There are approximately 170,000 new cases of metastatic brain tumors in the United States each year, and this number has risen steadily as systemic therapy for solid tumors has advanced. Brain metastases account for 20% of all cancer deaths each year in the United States. Patients with metastatic brain tumors have very limited options for treatment as most therapies do not cross the blood-brain-barrier. Survival after metastatic brain disease is typically short, depending on the extent of the tumor involvement elsewhere in the body and the available treatment options.
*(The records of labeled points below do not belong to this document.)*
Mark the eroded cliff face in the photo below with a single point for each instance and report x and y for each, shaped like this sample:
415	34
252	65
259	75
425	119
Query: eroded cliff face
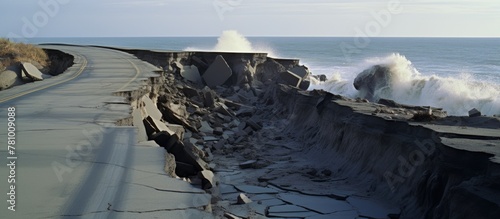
432	166
428	168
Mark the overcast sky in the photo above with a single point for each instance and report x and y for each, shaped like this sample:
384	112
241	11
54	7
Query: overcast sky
376	18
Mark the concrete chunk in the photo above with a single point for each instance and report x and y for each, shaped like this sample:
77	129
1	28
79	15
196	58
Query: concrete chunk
151	108
290	78
218	73
191	73
207	179
31	72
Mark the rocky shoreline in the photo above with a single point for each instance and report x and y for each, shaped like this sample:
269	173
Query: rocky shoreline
244	128
264	147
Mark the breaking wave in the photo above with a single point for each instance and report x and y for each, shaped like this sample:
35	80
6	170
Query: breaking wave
457	95
233	41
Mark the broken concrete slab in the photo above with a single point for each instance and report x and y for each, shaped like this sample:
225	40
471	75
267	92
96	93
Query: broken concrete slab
243	199
218	73
372	208
31	72
255	189
191	74
324	205
207	178
289	78
218	131
338	215
286	208
151	108
474	113
170	165
8	79
137	121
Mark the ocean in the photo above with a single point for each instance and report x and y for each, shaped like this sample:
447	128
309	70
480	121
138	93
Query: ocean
456	74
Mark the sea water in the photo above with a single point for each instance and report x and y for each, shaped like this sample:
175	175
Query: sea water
456	74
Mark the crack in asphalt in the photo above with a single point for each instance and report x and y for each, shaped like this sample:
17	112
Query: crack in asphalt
168	190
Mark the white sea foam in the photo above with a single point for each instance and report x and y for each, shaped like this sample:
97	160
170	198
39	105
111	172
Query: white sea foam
233	41
457	95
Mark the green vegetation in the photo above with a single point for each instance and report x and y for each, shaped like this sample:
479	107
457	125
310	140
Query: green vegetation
11	53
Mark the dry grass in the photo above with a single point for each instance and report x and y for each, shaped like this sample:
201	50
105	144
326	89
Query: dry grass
11	53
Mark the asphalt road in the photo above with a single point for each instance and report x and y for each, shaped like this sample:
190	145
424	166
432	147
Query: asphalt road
69	159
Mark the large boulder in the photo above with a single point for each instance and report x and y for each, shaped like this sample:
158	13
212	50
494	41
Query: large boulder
8	79
244	73
218	73
371	80
269	70
191	73
30	72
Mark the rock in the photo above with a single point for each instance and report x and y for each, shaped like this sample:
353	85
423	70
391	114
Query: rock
190	92
172	115
301	71
474	113
244	72
151	108
31	72
170	165
289	78
207	179
8	79
304	85
206	128
209	97
248	164
191	73
218	73
218	131
243	199
255	126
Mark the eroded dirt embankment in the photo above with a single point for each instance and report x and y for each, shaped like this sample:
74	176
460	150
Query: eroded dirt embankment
288	142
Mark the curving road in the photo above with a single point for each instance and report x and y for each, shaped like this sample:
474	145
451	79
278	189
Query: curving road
71	161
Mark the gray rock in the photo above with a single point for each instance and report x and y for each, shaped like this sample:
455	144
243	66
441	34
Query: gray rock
218	73
290	78
207	179
31	72
301	71
191	73
170	164
474	113
209	97
218	131
243	199
8	79
248	164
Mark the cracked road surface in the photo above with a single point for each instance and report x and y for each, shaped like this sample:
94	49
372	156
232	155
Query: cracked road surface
73	162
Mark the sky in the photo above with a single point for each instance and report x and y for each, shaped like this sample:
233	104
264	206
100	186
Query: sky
144	18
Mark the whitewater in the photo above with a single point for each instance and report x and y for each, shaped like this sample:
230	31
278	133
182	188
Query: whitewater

There are expected to be approximately 62,000 Americans diagnosed with melanoma this year. About half of all patients with melanoma will have brain metastases. There is currently no approved chemotherapy for metastatic brain disease or for metastatic melanoma with brain metastasis.

In a Phase 2 clinical trial, twenty-two patients with refractory metastatic melanoma have been studied at three different doses of Azixa [10]. The combination of Azixa at all concentrations with fixed dose temozolomide, including the previously determined single agent maximum tolerated dose of Azixa, was safe and well-tolerated. A dose reduction of Azixa was not required when combined with temozolomide in these patients. The median progression free survival of 2.8 months is favorable when compared with a randomized phase 3 study of temozolomide versus dacarbazine in the treatment of patients with advanced metastatic malignant melanoma (1.9 and 1.5 months, respectively) [11]. Data collection and patient follow-up in this study are continuing.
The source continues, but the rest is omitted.